Не только я, все мы, советские люди, столкнувшись в годы войны с представителями иного мира, с нравами капиталистических стран, не раз испытывали чувство стыда и неловкости за людей, развращенных и униженных буржуазным строем. У нас неподалеку от штаба был так называемый «цивильный лагерь» Более трехсот мирных жителей — женщин, детей, стариков, бежавших от гитлеровского террора, — жили в землянках под охраной партизан. Там были люди многих национальностей — поляки, украинцы, евреи, цыгане. Мы помогали им всем, что только у нас было, — пищей, медикаментами, даже обувью и одеждой, в которых сами испытывали острую нужду. Время от времени я выезжал в этот лагерь для санитарных осмотров. И каждый раз меня встречали и провожали такими низкими поклонами, таким неумеренным проявлением благодарности, что становилось совестно и хотелось поскорее уехать оттуда.

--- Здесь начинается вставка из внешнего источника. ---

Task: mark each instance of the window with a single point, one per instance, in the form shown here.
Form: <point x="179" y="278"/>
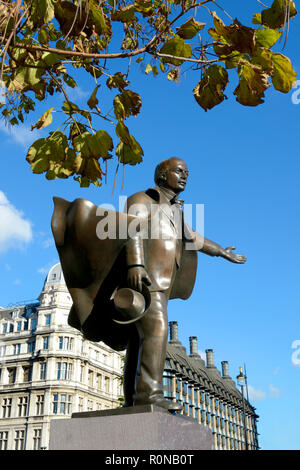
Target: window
<point x="40" y="404"/>
<point x="19" y="439"/>
<point x="46" y="342"/>
<point x="107" y="384"/>
<point x="81" y="374"/>
<point x="12" y="375"/>
<point x="91" y="378"/>
<point x="43" y="368"/>
<point x="62" y="403"/>
<point x="64" y="371"/>
<point x="37" y="438"/>
<point x="22" y="406"/>
<point x="80" y="404"/>
<point x="27" y="373"/>
<point x="3" y="440"/>
<point x="99" y="381"/>
<point x="17" y="348"/>
<point x="6" y="407"/>
<point x="66" y="343"/>
<point x="31" y="346"/>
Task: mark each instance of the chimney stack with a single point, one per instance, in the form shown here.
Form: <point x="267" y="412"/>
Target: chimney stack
<point x="209" y="358"/>
<point x="193" y="345"/>
<point x="173" y="326"/>
<point x="173" y="331"/>
<point x="225" y="370"/>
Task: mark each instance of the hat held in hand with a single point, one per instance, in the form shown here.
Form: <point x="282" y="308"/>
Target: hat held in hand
<point x="131" y="304"/>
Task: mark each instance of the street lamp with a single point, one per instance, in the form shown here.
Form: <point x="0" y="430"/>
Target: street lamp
<point x="242" y="380"/>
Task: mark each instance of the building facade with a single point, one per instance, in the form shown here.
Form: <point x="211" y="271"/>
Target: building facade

Однажды мы поехали в «цивильный лагерь» с Дружининым. Вслед за нами везли из хозчасти на двух подводах хлеб, крупу, картофель для беженцев, сахар для детей. Весь лагерь выбежал нам навстречу. В то время, как разгружались подводы, мы обходили землянки. Я осматривал больных. Владимир Николаевич беседовал с людьми. Старик — бывший учитель, в помятой фетровой шляпе, с худой длинной шеей, замотанной полотенцем, — ходил за нами по пятам. Когда мы уезжали, он сказал:

— Товарищ Дружинин, наши старики каждый день молятся за вас и за товарища Федорова.

Владимир Николаевич промолчал и заторопился. Когда он был уже в санях, пожилая женщина подбежала к нему.

— За детей! За наших детей! — сказала она всхлипнув, протянула вперед обе руки. Владимир Николаевич подал ей руку. Она схватила ее и хотела поцеловать. Он покраснел, поспешно отдернул руку.

— Не нужно этого! — с упреком сказал он. — Я не пан и не ксендз. То, что мы делаем для вас и ваших детей, — это делают не Федоров, не Дружинин, а советская власть.

Мы поехали. За нами бежали люди и кричали:

— Дай бог долгой жизни вам и вашим детям!..

Дружинин сидел нахмурившись, словно чувствовал себя в чем-то виноватым.